TDG Flips Ethenocytosine Out of DNA More Easily Than It Flips Thymine-- The binding of DNA, represented by Kd in Scheme I, involves flipping the mismatched base out of the DNA helix into a pocket of TDG (31). There are two possible explanations of why CpG·epsilon C-DNA has a much smaller Kd than CpG·T. 1) TDG binds CpG·epsilon C-DNA more tightly by making more and/or better contacts to the DNA substrate, or 2) less energy is required to flip out the ethenocytosine from a G·epsilon C base pair than to flip out a thymine from a G·T mismatch. In terms of potential contacts, the only difference between the two substrates is the base to be excised. The first explanation therefore implies that TDG binds ethenocytosine more tightly than thymine. This was tested by investigating whether free ethenocytosine base inhibits the TDG reaction more than free thymine base. Addition of either thymine or ethenocytosine up to a concentration of 5 mM had no effect upon the reaction of TDG (data not shown). Higher concentrations of free base were not practical because of their poor solubility. TDG therefore has little affinity for either thymine or ethenocytosine. This is in contrast to uracil-DNA glycosylase where 2 mM uracil inhibited the reaction by 58% (32).
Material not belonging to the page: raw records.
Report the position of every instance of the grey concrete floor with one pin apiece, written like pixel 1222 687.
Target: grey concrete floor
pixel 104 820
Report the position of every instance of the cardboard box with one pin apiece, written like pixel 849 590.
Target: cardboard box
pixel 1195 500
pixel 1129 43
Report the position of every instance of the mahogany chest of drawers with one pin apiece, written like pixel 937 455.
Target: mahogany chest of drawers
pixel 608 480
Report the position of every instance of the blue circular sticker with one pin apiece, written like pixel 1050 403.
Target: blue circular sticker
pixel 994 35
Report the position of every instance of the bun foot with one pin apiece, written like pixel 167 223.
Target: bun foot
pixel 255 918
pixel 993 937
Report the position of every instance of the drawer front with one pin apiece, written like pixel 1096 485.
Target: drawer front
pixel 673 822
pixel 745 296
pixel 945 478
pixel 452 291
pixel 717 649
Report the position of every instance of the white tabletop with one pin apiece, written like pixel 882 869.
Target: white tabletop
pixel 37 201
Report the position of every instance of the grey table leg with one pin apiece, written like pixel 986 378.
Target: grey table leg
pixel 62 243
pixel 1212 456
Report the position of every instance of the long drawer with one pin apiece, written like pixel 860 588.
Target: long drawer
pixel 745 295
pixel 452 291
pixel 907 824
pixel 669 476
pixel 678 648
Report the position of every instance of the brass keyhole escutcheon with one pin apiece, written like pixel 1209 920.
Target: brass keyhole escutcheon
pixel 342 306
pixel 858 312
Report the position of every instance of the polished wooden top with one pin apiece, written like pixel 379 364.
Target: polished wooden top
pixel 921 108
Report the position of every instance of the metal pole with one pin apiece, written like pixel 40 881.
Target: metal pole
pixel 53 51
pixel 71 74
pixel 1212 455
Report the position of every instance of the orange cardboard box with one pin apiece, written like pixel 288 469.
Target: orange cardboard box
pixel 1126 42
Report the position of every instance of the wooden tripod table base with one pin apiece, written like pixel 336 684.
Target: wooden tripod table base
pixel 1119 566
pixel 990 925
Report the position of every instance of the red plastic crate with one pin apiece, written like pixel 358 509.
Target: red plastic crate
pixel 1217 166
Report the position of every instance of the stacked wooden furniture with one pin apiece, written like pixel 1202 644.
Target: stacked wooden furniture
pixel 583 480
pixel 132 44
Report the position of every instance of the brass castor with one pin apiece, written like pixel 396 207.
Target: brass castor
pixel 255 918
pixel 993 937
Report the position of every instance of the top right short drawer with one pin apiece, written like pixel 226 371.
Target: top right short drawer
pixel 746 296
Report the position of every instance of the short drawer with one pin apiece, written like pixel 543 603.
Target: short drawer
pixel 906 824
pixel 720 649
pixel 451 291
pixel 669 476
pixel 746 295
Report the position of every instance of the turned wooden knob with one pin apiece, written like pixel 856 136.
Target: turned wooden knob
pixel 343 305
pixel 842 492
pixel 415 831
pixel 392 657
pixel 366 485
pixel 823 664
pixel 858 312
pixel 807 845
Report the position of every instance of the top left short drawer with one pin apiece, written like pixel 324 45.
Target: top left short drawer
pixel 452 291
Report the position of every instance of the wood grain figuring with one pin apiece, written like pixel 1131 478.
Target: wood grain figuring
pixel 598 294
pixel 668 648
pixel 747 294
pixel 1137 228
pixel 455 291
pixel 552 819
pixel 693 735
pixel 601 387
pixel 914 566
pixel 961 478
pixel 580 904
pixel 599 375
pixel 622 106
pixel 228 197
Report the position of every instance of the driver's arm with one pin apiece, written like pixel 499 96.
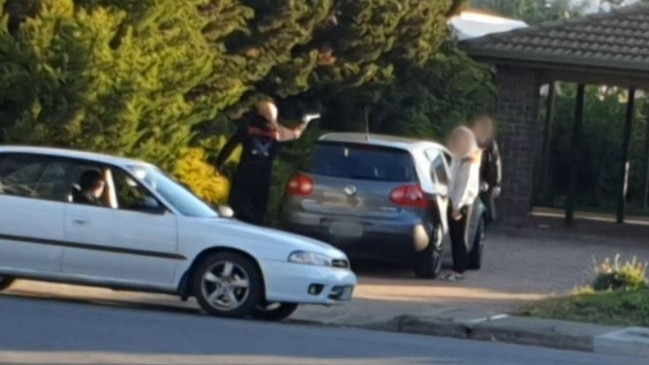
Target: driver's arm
pixel 109 193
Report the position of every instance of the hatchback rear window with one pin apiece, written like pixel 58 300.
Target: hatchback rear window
pixel 362 162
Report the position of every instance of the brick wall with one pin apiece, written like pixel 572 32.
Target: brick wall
pixel 519 135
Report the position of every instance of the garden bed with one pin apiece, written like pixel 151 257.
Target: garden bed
pixel 618 308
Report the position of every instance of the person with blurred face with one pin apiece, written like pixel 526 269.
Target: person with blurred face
pixel 260 136
pixel 463 190
pixel 490 168
pixel 92 188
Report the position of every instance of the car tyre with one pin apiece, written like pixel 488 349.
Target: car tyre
pixel 428 263
pixel 5 282
pixel 228 284
pixel 477 251
pixel 274 311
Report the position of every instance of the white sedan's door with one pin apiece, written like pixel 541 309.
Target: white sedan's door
pixel 31 235
pixel 121 244
pixel 31 213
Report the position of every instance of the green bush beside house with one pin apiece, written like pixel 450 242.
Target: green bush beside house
pixel 160 79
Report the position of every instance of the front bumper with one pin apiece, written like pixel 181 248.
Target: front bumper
pixel 307 284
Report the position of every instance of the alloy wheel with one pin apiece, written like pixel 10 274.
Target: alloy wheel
pixel 225 285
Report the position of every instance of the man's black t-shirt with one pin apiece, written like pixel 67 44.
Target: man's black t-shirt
pixel 260 146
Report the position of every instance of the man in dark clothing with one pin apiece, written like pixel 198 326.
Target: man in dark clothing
pixel 260 136
pixel 490 167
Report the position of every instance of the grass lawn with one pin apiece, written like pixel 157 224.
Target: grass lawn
pixel 622 308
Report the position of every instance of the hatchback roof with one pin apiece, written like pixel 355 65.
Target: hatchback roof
pixel 382 140
pixel 67 153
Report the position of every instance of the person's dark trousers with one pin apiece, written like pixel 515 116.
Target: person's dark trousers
pixel 458 233
pixel 490 206
pixel 249 200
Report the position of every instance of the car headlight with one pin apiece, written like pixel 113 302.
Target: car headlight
pixel 309 258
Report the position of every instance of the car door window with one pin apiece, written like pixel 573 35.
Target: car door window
pixel 34 176
pixel 131 195
pixel 438 166
pixel 89 185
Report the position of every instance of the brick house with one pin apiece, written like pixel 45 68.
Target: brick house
pixel 610 49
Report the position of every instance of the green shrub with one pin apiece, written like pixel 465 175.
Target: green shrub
pixel 194 170
pixel 630 275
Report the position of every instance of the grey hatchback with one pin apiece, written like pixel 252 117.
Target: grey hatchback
pixel 379 197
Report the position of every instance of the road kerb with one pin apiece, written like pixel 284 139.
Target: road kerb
pixel 632 341
pixel 528 331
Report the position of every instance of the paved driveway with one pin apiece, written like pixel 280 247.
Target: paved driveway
pixel 516 270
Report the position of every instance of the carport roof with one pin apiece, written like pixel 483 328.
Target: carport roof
pixel 618 40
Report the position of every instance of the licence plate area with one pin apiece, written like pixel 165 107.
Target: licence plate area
pixel 342 293
pixel 346 229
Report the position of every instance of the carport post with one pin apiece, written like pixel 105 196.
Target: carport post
pixel 626 146
pixel 645 202
pixel 547 135
pixel 575 141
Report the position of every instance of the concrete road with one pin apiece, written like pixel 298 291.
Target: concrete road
pixel 43 331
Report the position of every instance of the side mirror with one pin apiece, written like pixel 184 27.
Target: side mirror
pixel 224 211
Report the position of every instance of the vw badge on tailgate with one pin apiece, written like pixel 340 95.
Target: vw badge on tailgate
pixel 350 190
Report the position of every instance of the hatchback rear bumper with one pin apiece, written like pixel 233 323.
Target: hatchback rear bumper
pixel 385 240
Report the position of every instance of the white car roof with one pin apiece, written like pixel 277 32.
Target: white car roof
pixel 66 153
pixel 408 144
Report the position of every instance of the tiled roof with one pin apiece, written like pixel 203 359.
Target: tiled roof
pixel 616 40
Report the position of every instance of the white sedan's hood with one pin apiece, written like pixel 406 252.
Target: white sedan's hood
pixel 266 243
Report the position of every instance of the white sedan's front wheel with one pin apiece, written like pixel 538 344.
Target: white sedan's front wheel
pixel 5 282
pixel 228 285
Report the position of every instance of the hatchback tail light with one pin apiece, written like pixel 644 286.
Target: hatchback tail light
pixel 300 185
pixel 409 196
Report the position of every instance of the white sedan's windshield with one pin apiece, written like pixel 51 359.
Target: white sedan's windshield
pixel 173 193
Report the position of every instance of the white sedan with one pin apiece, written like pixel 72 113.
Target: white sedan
pixel 92 219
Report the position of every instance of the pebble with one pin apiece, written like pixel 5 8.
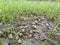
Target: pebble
pixel 31 31
pixel 19 41
pixel 36 21
pixel 34 26
pixel 10 36
pixel 35 31
pixel 39 19
pixel 0 23
pixel 33 23
pixel 42 37
pixel 36 36
pixel 23 30
pixel 20 34
pixel 1 32
pixel 47 24
pixel 30 35
pixel 17 37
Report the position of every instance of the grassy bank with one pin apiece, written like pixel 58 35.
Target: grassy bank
pixel 9 9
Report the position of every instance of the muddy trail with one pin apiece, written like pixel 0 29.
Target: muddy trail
pixel 30 30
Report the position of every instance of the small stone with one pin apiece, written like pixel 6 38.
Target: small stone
pixel 20 34
pixel 33 23
pixel 10 36
pixel 23 30
pixel 17 37
pixel 47 24
pixel 34 26
pixel 30 35
pixel 0 23
pixel 1 32
pixel 39 19
pixel 36 36
pixel 43 37
pixel 31 31
pixel 36 21
pixel 19 41
pixel 35 31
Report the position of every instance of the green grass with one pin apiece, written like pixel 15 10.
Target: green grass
pixel 10 10
pixel 13 8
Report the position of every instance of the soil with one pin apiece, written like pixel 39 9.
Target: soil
pixel 30 30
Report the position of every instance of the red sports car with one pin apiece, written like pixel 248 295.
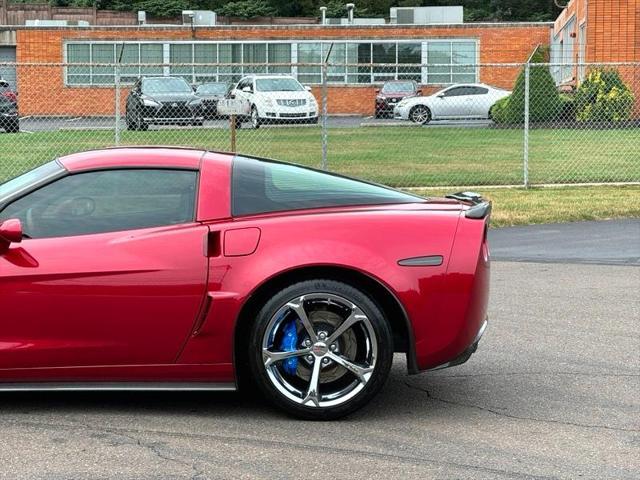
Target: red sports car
pixel 181 269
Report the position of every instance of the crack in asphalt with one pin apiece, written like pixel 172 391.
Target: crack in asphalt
pixel 507 374
pixel 516 417
pixel 129 433
pixel 198 473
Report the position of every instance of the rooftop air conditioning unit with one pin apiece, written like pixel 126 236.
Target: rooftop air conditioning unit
pixel 199 18
pixel 425 15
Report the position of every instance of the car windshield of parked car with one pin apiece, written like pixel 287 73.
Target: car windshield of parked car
pixel 261 186
pixel 278 85
pixel 165 85
pixel 398 87
pixel 213 89
pixel 24 181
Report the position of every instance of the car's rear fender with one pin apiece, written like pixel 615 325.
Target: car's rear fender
pixel 464 297
pixel 368 242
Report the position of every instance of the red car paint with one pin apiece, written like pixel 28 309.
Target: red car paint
pixel 161 304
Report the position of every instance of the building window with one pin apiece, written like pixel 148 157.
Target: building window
pixel 433 61
pixel 451 62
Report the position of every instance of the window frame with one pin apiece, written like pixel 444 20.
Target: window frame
pixel 64 173
pixel 341 75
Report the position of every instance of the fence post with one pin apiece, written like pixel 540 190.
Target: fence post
pixel 117 107
pixel 324 116
pixel 527 78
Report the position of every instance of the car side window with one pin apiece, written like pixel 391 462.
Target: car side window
pixel 106 201
pixel 456 92
pixel 478 91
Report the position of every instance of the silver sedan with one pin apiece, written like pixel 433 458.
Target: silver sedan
pixel 461 101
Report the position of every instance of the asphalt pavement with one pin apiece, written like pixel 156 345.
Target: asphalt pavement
pixel 31 124
pixel 552 392
pixel 613 242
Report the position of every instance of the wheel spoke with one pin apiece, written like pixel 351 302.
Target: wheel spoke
pixel 355 317
pixel 272 357
pixel 363 373
pixel 313 393
pixel 298 307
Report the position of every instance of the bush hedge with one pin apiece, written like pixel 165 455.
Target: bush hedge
pixel 544 100
pixel 603 97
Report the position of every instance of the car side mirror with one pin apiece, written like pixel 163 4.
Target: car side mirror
pixel 10 232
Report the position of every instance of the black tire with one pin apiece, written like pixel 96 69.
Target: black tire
pixel 13 127
pixel 255 118
pixel 363 391
pixel 140 123
pixel 420 114
pixel 130 125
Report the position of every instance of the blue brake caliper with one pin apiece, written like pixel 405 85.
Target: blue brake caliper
pixel 289 343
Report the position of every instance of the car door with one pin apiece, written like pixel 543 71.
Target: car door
pixel 112 271
pixel 449 103
pixel 478 101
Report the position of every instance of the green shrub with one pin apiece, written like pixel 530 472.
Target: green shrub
pixel 544 99
pixel 567 107
pixel 604 97
pixel 498 111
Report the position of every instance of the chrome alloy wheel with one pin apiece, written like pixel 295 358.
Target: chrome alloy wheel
pixel 330 353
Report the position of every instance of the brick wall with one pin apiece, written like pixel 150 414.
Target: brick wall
pixel 613 34
pixel 42 90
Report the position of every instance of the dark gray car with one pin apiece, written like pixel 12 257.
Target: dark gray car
pixel 211 93
pixel 9 120
pixel 162 101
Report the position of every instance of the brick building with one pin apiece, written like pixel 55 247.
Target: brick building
pixel 351 89
pixel 593 31
pixel 586 31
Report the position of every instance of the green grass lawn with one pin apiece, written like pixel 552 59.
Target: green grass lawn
pixel 519 206
pixel 396 156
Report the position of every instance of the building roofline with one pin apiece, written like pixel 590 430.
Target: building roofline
pixel 337 28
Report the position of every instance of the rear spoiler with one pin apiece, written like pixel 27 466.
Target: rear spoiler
pixel 479 207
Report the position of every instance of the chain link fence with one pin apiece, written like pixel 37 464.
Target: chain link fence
pixel 391 124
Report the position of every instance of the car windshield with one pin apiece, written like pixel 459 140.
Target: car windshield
pixel 32 177
pixel 398 87
pixel 213 88
pixel 165 85
pixel 278 85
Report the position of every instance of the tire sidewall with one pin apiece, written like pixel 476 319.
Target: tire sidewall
pixel 380 327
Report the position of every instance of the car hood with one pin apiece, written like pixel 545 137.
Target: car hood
pixel 287 95
pixel 208 96
pixel 7 107
pixel 396 95
pixel 172 97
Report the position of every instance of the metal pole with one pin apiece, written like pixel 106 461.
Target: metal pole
pixel 232 126
pixel 527 78
pixel 324 116
pixel 117 125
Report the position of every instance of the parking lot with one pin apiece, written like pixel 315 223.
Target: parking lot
pixel 551 393
pixel 51 124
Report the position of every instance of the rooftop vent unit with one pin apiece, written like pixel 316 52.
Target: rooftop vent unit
pixel 199 18
pixel 425 15
pixel 356 21
pixel 56 23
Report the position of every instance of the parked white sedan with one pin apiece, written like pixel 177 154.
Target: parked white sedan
pixel 461 101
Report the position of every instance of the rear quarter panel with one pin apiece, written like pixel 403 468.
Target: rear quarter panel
pixel 370 242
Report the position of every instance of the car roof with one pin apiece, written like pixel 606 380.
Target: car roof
pixel 137 157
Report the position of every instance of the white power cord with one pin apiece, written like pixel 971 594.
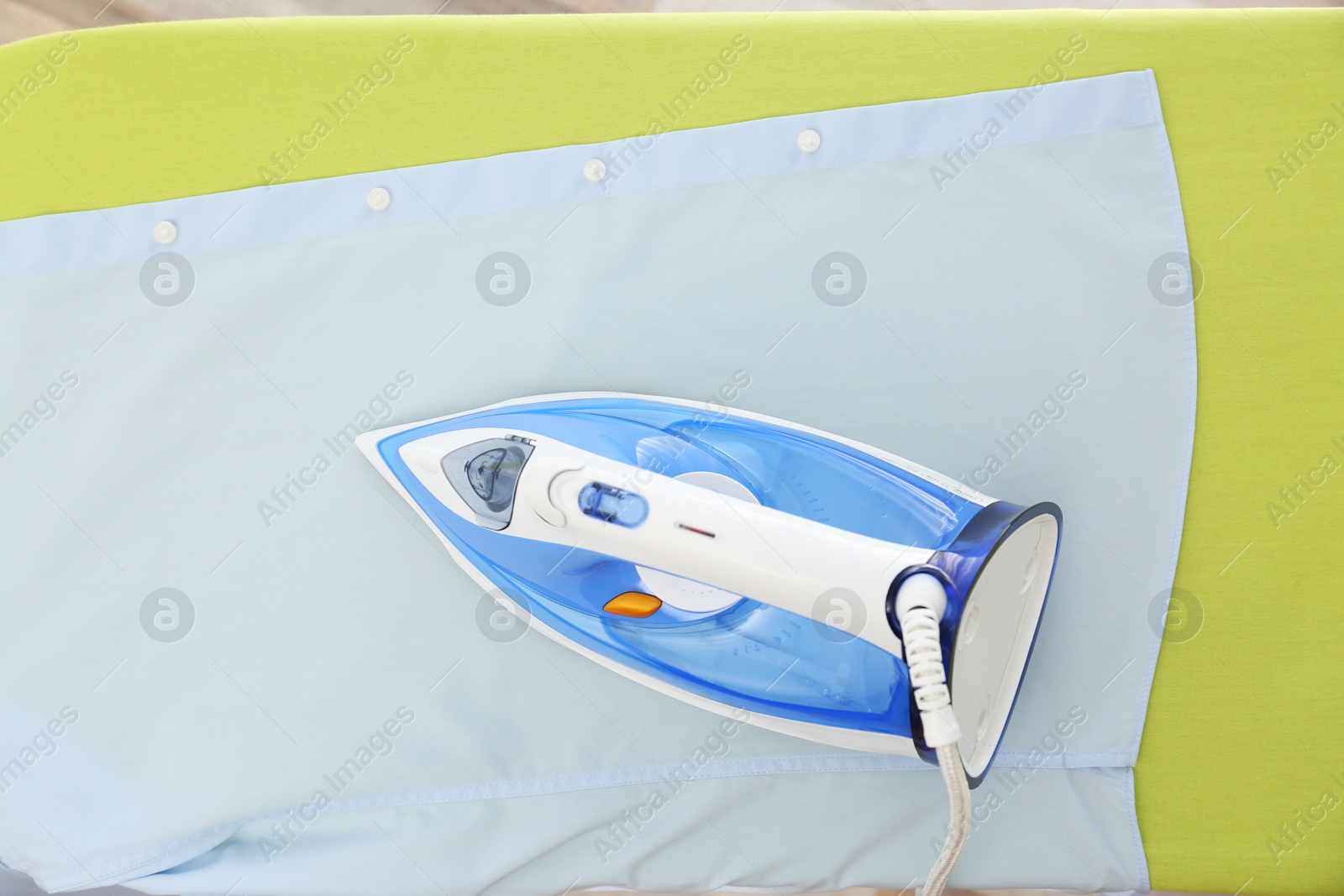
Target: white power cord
pixel 921 602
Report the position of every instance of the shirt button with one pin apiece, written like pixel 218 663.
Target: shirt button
pixel 380 199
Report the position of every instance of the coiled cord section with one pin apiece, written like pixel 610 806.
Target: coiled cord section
pixel 920 606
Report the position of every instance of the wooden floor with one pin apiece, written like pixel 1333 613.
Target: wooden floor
pixel 30 18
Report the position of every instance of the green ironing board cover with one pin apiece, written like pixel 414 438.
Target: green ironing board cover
pixel 1245 734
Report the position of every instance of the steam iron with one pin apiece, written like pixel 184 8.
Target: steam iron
pixel 810 584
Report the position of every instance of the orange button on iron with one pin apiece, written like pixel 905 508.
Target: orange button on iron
pixel 633 604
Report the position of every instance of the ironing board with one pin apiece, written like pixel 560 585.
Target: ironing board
pixel 1243 734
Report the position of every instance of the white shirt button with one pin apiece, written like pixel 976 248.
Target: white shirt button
pixel 380 199
pixel 595 170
Inhibition of the TDG reaction by single-stranded oligonucleotides containing either ethenocytosine or thymine was also investigated. TDG does not excise thymine (23) or ethenocytosine (16) from single-stranded DNA, and so these oligonucleotides would act as reversible inhibitors. The results in Fig. 4 show that the rate of excision of thymine from 25 nM CpG·T-DNA can be reduced to ~50% by inhibition with 250 nM single-stranded thymine containing oligonucleotide. A similar but slightly lower level of inhibition was given by 60 nM single-stranded ethenocytosine oligonucleotide. The results in Fig. 4 suggest that TDG binds single-stranded DNA containing ethenocytosine approximately three times more tightly than single-stranded DNA containing thymine.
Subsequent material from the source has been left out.